ReMinisCinG oN 2oo7

it’s one of those moments when i should be doing other things than writing… but whenever i am supposed to be concentrating on studies, other trivial things fill my mind instead. right now, memories and what i experienced this past year shoot through my head. just by looking at the pictures the many happy times become visible again… yet those photographs failed to capture the times of loneliness and despair. 2007 was indeed filled with many alternating ups and downs through which i have extracted my lessons and learned more about myself, including many things i already knew as a passive observer but once i got involved myself i somehow changed my attitude.

success definitely sided with my professional advancement last year…. at work i was entrusted with more responsibility and acknowledged for all my efforts. it was fun yet also exhausting going on business trips. then in the summer i received the much awaited acceptance into a renowned school in London for my master studies. it was not an easy choice to make whether to accept the offer and quit work, or postpone the plans of studying to keep working. in the end, i chose to become a full-time student again… i do not regret it although it was and sometimes still is quite an adjustment after having worked for so long.

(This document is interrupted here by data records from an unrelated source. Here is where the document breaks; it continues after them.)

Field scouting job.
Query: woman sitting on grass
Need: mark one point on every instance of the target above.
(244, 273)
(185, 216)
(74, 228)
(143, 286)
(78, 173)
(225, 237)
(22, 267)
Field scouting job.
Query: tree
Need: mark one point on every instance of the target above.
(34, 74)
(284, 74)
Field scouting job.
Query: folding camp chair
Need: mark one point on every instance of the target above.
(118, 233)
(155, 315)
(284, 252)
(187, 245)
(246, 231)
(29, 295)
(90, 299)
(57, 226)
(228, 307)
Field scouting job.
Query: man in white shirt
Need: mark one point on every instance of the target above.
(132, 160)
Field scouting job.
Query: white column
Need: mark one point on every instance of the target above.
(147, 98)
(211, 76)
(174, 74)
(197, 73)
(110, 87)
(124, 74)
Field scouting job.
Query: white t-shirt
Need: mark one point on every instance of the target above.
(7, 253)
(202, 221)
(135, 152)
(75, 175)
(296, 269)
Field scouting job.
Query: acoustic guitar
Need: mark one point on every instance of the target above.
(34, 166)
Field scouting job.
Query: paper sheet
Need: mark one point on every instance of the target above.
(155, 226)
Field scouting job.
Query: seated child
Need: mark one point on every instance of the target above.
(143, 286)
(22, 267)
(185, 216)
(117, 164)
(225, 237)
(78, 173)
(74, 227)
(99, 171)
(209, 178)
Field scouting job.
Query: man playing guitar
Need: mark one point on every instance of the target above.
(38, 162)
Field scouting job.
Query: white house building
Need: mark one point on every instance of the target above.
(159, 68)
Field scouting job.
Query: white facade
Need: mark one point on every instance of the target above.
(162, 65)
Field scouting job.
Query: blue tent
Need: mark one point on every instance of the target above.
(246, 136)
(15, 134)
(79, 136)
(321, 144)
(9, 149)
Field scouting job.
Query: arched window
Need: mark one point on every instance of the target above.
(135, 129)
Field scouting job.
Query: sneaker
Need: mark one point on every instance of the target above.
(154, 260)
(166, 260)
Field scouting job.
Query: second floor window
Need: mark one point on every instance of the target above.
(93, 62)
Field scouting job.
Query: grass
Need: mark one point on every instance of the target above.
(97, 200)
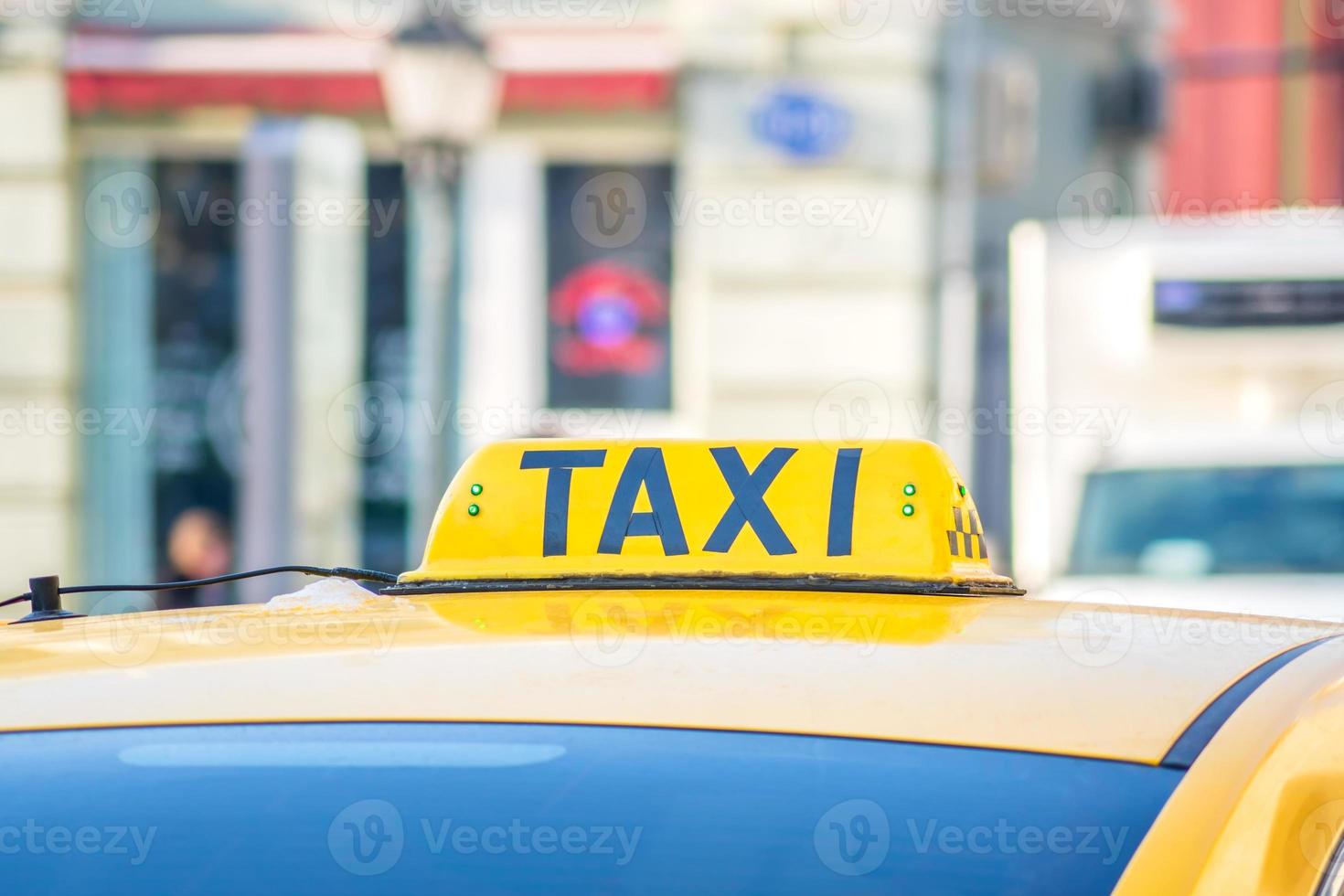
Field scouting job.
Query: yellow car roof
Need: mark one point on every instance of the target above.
(984, 672)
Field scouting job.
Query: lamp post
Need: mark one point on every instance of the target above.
(441, 97)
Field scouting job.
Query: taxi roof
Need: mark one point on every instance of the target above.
(983, 672)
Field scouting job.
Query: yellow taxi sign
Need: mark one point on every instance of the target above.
(552, 513)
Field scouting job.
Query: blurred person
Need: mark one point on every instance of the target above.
(199, 547)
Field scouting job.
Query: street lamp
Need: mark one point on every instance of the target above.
(441, 97)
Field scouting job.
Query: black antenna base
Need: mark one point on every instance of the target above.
(46, 601)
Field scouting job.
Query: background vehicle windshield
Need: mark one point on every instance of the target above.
(503, 809)
(1200, 521)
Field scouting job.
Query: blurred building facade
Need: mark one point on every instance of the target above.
(763, 218)
(1255, 94)
(691, 218)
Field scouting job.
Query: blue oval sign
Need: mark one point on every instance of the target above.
(803, 125)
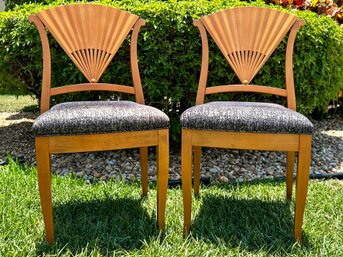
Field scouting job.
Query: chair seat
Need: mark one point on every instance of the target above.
(245, 117)
(75, 118)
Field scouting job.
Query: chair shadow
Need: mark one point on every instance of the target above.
(106, 225)
(251, 224)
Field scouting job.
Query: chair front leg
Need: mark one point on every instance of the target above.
(44, 185)
(304, 161)
(186, 172)
(290, 174)
(143, 152)
(197, 161)
(162, 176)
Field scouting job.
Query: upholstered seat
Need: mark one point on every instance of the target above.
(75, 118)
(72, 127)
(247, 37)
(246, 117)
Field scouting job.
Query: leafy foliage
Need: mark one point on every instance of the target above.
(170, 57)
(331, 8)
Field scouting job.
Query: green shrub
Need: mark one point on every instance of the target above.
(170, 57)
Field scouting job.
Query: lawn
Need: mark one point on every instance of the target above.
(12, 103)
(111, 219)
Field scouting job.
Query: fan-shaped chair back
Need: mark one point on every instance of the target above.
(91, 36)
(247, 37)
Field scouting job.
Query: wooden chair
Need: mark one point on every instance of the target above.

the ups and downs have been more of a personal encounter: family-wise and in relationship matters. i experienced how love ones cared so much that it already hurt, how disappointment became a sure companion of trusting, but also how to love beyond imperfections and how to rise again after every fall. there are no guarantees in life. we have to take it and deal with it as it comes… i think this quote best describes how we should go through life:

"Life is a one-way street.
No matter how many detours you take,
none of them leads back.
So enjoy life every moment as none of them
will happen the same way again."

Thus, the ups and downs belong to our life. it cannot be all good or bad. i am grateful for all the happy moments, especially those i can share with others. and i derive my lessons from all the bad and sorrowful experiences. after all, i feel blessed to have friends who have been there for me to make each day brighter, and bear with me even when i am in a solitary mood. all in all, i am grateful for every single day in 2007, yet look forward to what awaits this year.